Consider the terms often used to describe the spin bowler's art: "spin," "guile," "flight, "deception." Compare these with the words used to describe fast bowlers: "raw pace," "power," "swing," "cut." Batsmen dismissed by pace bowlers are often said to be "muscled" or "bounced" out. Those whose wickets are taken by spin bowlers, meanwhile, are "deceived," "undone." Their wickets are sometimes said to be "bought" or "burgled." They thrive in "unfair" environments, like "sticky wickets" and "subcontinental conditions." Part of this has to do with pace of the delivery. You have a tiny split second to see a fast bowlers' deliveries before they're on you. You need extraordinary visual processing power to do that, something very few people have. Being dismissed by an out and out fast bowler therefore has no real shame in it. You're just beaten by the inevitability of physics and neurology. With slow spin bowling, though, you have plenty of time to see the ball. You're just unsure what it's going to do -- which direction and how far it's going to turn in -- once it bounces. There's something weirdly personal about getting out to a spin bowler. Like you've been comprehensively outwitted and found wanting mentally. Like the bowler has read the weaknesses in your technique and found precisely the right delivery to expose them and make you look foolish.

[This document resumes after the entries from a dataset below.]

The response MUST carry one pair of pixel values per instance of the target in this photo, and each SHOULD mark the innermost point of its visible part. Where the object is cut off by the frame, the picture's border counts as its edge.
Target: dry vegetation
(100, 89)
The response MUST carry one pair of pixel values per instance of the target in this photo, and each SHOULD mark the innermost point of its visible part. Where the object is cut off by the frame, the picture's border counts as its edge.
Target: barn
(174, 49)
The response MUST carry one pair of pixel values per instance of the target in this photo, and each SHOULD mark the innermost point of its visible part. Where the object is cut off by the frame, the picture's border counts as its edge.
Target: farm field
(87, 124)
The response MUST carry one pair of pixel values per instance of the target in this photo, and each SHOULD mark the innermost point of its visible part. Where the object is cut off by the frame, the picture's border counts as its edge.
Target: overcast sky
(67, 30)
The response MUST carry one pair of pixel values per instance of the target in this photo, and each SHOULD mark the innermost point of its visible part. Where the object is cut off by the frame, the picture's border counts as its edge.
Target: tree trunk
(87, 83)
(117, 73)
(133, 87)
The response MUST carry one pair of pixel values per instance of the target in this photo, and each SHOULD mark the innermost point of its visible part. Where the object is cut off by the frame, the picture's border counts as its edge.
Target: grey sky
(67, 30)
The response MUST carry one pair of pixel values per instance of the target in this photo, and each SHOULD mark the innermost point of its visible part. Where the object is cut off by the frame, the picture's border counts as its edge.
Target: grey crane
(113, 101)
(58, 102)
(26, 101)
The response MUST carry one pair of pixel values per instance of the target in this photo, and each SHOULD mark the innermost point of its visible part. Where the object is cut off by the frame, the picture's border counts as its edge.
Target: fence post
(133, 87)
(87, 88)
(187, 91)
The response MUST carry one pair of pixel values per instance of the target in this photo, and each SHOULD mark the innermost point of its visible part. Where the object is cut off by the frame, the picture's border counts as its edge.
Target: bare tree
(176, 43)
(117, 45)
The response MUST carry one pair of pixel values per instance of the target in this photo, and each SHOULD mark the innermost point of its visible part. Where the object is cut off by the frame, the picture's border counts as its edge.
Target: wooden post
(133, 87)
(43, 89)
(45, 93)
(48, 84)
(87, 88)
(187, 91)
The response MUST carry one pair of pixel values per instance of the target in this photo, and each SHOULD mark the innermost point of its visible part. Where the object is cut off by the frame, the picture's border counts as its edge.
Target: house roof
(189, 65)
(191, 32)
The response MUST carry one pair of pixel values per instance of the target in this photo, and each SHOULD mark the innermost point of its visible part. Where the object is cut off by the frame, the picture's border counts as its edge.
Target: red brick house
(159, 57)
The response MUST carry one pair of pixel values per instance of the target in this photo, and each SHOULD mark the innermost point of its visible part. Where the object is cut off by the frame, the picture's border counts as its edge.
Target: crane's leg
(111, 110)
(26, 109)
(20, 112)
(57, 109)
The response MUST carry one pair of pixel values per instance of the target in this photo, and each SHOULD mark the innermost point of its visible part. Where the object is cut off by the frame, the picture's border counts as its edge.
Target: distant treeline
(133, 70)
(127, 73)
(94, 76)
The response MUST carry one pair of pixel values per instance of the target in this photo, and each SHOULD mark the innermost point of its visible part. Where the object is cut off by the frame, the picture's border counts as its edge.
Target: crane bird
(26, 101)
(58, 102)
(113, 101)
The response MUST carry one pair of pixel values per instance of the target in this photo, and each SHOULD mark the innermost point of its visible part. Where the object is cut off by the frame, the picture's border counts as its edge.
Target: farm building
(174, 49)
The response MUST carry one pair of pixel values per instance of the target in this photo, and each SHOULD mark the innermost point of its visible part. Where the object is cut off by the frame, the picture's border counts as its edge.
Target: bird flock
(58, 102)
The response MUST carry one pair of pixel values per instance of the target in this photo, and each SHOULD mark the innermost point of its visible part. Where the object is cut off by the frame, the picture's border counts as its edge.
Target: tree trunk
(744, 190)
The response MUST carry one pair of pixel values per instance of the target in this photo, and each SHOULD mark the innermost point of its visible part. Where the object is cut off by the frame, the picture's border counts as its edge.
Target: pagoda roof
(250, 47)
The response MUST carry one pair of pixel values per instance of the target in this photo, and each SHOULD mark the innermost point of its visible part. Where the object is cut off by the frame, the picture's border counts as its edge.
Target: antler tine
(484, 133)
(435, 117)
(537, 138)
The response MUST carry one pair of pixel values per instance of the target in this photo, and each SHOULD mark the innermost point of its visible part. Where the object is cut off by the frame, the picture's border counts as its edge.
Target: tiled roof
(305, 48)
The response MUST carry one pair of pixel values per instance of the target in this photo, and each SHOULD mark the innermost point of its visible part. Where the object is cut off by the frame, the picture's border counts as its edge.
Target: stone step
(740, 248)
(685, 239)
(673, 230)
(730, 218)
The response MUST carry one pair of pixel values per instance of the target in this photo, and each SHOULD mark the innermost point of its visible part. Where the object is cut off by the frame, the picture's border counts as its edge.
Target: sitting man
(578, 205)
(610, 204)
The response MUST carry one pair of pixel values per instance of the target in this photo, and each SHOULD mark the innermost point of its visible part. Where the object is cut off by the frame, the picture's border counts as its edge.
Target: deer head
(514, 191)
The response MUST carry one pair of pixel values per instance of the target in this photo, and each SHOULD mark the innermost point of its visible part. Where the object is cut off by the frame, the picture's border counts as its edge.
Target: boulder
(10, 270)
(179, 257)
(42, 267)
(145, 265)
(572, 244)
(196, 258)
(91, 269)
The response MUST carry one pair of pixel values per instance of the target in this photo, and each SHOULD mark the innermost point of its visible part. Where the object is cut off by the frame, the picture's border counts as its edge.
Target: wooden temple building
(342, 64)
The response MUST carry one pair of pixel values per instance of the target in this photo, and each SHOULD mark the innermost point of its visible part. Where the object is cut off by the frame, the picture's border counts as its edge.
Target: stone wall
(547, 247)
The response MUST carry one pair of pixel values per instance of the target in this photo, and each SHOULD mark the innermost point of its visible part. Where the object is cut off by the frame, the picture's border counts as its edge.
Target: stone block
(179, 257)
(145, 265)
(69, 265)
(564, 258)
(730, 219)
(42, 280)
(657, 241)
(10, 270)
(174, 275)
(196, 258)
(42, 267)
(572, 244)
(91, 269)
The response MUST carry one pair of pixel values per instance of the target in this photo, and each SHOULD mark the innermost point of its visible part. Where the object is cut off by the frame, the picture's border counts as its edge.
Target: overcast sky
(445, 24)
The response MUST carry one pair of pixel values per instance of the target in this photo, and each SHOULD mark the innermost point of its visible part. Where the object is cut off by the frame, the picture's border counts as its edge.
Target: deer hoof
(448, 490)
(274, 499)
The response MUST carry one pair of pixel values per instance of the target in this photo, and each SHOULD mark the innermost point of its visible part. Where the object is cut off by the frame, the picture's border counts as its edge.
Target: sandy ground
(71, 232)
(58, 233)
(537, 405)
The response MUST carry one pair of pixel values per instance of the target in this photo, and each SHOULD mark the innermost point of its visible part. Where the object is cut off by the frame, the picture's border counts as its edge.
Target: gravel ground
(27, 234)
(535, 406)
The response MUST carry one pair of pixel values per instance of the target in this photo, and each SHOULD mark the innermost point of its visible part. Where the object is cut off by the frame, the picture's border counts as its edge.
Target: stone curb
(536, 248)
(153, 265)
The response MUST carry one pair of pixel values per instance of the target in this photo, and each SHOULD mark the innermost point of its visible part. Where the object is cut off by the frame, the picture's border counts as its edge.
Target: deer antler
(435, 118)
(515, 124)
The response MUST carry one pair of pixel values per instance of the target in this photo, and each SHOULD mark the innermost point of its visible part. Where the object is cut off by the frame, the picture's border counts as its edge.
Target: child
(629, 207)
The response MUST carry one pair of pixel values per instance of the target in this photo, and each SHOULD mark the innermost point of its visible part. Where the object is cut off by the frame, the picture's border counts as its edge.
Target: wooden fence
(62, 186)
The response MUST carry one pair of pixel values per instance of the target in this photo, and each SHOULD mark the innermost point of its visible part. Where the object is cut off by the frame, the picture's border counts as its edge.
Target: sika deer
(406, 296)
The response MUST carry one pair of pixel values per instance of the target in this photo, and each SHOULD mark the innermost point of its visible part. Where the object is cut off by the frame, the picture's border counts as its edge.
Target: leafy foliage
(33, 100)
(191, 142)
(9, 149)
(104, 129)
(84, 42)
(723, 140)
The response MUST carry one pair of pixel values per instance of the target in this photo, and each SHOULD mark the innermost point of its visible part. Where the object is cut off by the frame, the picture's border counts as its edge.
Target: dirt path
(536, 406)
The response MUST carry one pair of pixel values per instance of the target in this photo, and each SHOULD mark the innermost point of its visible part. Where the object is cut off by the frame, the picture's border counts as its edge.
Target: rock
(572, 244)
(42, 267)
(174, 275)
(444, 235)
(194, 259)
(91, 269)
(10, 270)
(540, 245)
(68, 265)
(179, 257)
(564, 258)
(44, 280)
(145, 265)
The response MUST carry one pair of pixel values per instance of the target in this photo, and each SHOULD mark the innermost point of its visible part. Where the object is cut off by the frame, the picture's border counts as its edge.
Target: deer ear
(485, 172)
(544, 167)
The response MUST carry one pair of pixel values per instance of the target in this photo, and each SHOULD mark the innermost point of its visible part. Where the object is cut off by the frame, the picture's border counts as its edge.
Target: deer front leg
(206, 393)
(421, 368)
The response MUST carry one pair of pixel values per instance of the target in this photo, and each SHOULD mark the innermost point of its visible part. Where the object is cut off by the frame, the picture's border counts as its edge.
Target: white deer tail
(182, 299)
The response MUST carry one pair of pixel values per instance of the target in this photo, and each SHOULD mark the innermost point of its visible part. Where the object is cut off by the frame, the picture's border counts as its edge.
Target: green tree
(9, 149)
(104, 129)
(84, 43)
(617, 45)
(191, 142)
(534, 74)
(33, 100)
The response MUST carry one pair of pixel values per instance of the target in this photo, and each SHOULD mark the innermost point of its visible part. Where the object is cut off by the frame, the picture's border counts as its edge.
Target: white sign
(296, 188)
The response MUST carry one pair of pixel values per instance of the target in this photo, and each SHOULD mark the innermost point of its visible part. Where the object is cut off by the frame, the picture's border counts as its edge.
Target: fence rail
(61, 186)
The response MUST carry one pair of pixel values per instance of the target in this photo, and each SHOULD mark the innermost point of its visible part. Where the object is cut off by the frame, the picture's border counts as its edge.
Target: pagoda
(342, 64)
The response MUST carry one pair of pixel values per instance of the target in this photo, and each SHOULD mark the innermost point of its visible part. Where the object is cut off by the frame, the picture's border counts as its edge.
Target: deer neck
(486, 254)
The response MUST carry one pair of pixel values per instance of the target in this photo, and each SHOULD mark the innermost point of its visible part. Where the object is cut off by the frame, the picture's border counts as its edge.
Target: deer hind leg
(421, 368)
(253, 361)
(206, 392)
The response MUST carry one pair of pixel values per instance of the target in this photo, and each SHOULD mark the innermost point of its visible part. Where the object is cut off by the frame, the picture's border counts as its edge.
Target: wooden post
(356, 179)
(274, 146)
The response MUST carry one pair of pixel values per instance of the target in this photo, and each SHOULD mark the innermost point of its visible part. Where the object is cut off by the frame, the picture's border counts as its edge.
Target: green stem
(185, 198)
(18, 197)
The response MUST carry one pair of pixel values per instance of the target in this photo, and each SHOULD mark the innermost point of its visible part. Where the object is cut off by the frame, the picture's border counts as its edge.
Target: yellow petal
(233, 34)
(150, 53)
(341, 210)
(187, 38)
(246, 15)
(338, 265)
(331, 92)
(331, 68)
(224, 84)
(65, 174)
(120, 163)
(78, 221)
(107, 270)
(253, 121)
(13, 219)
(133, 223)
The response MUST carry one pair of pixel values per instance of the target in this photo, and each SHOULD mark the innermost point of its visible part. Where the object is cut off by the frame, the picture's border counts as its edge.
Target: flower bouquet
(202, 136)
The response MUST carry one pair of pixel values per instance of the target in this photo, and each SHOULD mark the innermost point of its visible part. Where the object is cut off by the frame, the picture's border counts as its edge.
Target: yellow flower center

In the early years of the twentieth century, the most famous criminal in British popular fiction (other than Moriarty) was A. J. Raffles, the anti-hero of E. W. Hornung's short stories. (In a nice twist to the story, Hornung was Conan Doyle's brother in law.) Raffles, the "gentleman burglar," was a county cricketer, described in the stories as "the finest slow bowler of his generation." In Hornung's stories, this confluence between slow bowling and other forms of "underhandedness" gains concrete form. Raffles uses the same sociopathic ability to read other people's minds that gets him wickets on the cricket field to infiltrate high society and steal their jewels and trophies. Raffles had a huge reading public in Edwardian Britain, and arguably the connection between burglary and spin bowling crystallised in Raffles adhered to spin bowlers for a long time after. Which isn't to say a culture (and later war hero) like Verity would have been perceived as criminal, exactly, but that a certain notoriety and aura clung to the art of spin bowling they practised. That 10 for 10 was earned (burgled even) in a way a fast bowler could never hope to match.
posted by Sonny Jim at 3:33 AM on June 4, 2014 [9 favorites]


So basically every sport has shown continuous improvement in it's athletes but cricket's best ... uhm, pitching performance? I have no idea... was in 1939.

Or that the relative balance of power between bowler and batter remains unchanged, despite (probable?) improvements in both.

Having been originally baffled by cricket, and having moved to England seven years ago and followed it by accident since then, I now regret deeply that my country is not a proper cricketing nation.
posted by YouRebelScum at 6:07 AM on June 4, 2014 [1 favorite]


So basically every sport has shown continuous improvement in it's athletes but cricket's best ... uhm, pitching performance? I have no idea... was in 1939.

Baseball also has some probably unbeatable records dating back to the same era. Maybe the one most like Verity's is Johnny Vander Meer's back-to-back no hitters in 1938. From the same time period is Joe DiMaggio's hitting streak in 1941. (Also in 1941, Ted Williams was the last batter to hit over .400.)
posted by bluffy at 9:55 AM on June 4, 2014


By coincidence, yesterday was the twentieth anniversary of the finest delivery in cricket in the twentieth century (seriously, google 'ball of the century', it's the top result): the first ball that Shane Warne ever bowled in Ashes cricket. Have a look at this to see what a spin-bowler at the peak of his power can do on a modern wicket. Even if you don't understand what's going on... you'll understand.